California Gov. Gavin Newsom, right, takes selfies with supporters at a rally in support of Proposition 1 at Long Beach City College in Long Beach, California, Nov. 6, 2022. (AP Photo/Damian Dovarganes)

LOS ANGELES (RNS) — California will codify the right to abortion in the state’s constitution after voters on Tuesday (Nov. 8) overwhelmingly approved a measure that Catholic bishops and other Christian leaders rallied against and prayed for its defeat.

With the passage of Proposition 1, the California Constitution will declare that the state “shall not deny or interfere with an individual’s reproductive freedom in their most intimate decisions, which includes their fundamental right to choose to have an abortion and their fundamental right to choose or refuse contraceptives.”

Early Wednesday results showed 69% of voters approved the measure.



RELATED: California Christian groups fight post-Roe measures to expand abortion rights


As Election Day approached, Los Angeles Archbishop José H. Gomez led Catholic bishops across the state in urging residents to vote against the measure, which was placed on the ballot soon after the U.S. Supreme Court’s decision this summer to overturn Roe v. Wade. Critics, who also included conservative Protestant faith leaders, alleged that Proposition 1 “would remove all restrictions on abortion in California” and allow abortions up to the moment of birth.

The amendment does not spell out which, if any, types of abortions would still be prohibited. State law already restricts third-trimester abortions, and California legal experts have said they don’t expect courts to interpret the amendment as expressly permitting them.

Ballot measures supporting abortion rights were also approved by voters in Vermont and Michigan, which in both places made both abortion and contraception a right.

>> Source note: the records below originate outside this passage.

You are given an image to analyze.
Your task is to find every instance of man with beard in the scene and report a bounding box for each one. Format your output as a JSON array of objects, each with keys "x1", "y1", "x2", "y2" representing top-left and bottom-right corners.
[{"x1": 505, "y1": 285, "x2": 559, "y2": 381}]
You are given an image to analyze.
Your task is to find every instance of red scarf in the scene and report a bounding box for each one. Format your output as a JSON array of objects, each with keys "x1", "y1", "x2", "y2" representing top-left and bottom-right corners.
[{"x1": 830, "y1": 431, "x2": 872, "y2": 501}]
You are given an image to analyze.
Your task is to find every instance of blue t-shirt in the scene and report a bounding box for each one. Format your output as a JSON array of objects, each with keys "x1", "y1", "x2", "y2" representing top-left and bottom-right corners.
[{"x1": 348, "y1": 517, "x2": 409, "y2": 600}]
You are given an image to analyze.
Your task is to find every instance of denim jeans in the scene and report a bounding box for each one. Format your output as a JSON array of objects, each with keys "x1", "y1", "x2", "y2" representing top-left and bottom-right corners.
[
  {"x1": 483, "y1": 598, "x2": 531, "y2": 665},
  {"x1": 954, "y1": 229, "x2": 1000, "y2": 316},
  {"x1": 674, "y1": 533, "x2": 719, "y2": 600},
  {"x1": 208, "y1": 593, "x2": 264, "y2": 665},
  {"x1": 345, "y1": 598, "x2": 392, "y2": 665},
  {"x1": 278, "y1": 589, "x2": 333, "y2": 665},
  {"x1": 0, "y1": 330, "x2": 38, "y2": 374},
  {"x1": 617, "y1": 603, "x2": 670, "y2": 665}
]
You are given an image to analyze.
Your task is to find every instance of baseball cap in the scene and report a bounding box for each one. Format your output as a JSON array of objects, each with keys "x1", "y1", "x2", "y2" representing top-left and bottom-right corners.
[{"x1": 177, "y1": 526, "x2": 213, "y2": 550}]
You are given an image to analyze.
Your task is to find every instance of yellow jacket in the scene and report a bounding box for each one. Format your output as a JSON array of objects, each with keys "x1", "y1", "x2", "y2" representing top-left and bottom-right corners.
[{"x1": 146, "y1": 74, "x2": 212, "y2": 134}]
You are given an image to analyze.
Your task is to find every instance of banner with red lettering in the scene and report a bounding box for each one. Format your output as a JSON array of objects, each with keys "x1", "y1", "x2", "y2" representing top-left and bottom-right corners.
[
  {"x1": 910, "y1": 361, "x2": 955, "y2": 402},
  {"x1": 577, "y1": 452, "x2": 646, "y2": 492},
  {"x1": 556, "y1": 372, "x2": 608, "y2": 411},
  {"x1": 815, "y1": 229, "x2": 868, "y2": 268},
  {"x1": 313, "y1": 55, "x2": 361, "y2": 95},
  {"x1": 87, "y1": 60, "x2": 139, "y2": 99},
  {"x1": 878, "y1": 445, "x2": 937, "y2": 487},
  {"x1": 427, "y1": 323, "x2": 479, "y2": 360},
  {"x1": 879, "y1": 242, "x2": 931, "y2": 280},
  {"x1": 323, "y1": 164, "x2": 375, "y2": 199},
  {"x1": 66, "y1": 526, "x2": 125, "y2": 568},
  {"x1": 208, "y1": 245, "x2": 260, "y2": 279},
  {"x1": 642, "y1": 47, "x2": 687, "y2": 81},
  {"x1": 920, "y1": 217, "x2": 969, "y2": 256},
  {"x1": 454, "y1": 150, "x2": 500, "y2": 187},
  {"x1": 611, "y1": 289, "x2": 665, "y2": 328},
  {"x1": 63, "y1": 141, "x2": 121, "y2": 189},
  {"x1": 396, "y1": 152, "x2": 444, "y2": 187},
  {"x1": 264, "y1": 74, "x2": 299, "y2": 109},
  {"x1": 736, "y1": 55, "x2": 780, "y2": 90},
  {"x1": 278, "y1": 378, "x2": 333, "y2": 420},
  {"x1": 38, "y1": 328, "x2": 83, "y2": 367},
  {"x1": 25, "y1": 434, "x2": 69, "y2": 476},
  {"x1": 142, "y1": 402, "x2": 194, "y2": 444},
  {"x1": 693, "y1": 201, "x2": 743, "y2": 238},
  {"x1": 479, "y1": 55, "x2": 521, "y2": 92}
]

In Kentucky, a proposed amendment declaring that no right to abortion exists went down to defeat, though abortion is banned by law in the state.

California’s decision represents a second disappointment for American Catholic bishops, who took a strong stand supporting a proposed “no right to abortion” amendment in Kansas in August, only to see voters turn it back.

In a video shared Monday, Bishop Alberto Rojas of the Diocese of San Bernardino said the measure “promotes a culture of death” and “doesn’t affirm the beauty and value of a life that God has given us.”

Bishop Oscar Cantú of San Jose, Bishop Kevin W. Vann of Orange, and Auxiliary Bishop Timothy Freyer of Orange published a column Friday in America, a Jesuit magazine, in which they referred to Proposition 1 as “extreme” and “unnecessary.”

“California already has some of the most permissive abortion laws in the country,” they wrote, adding that it would pave the way for “some of the most permissive abortion policies in the world.”


The California Family Council, a nonprofit aiming to advance “God’s design for life, family and liberty,” led a vigil Tuesday on the steps of the state Capitol. Pastors Jed Dahlen of Calvary Solid Ground, Joe Pedick of Calvary Chapel of the Harbour and John Randall of Calvary South OC were among faith leaders who prayed for the defeat of the measure.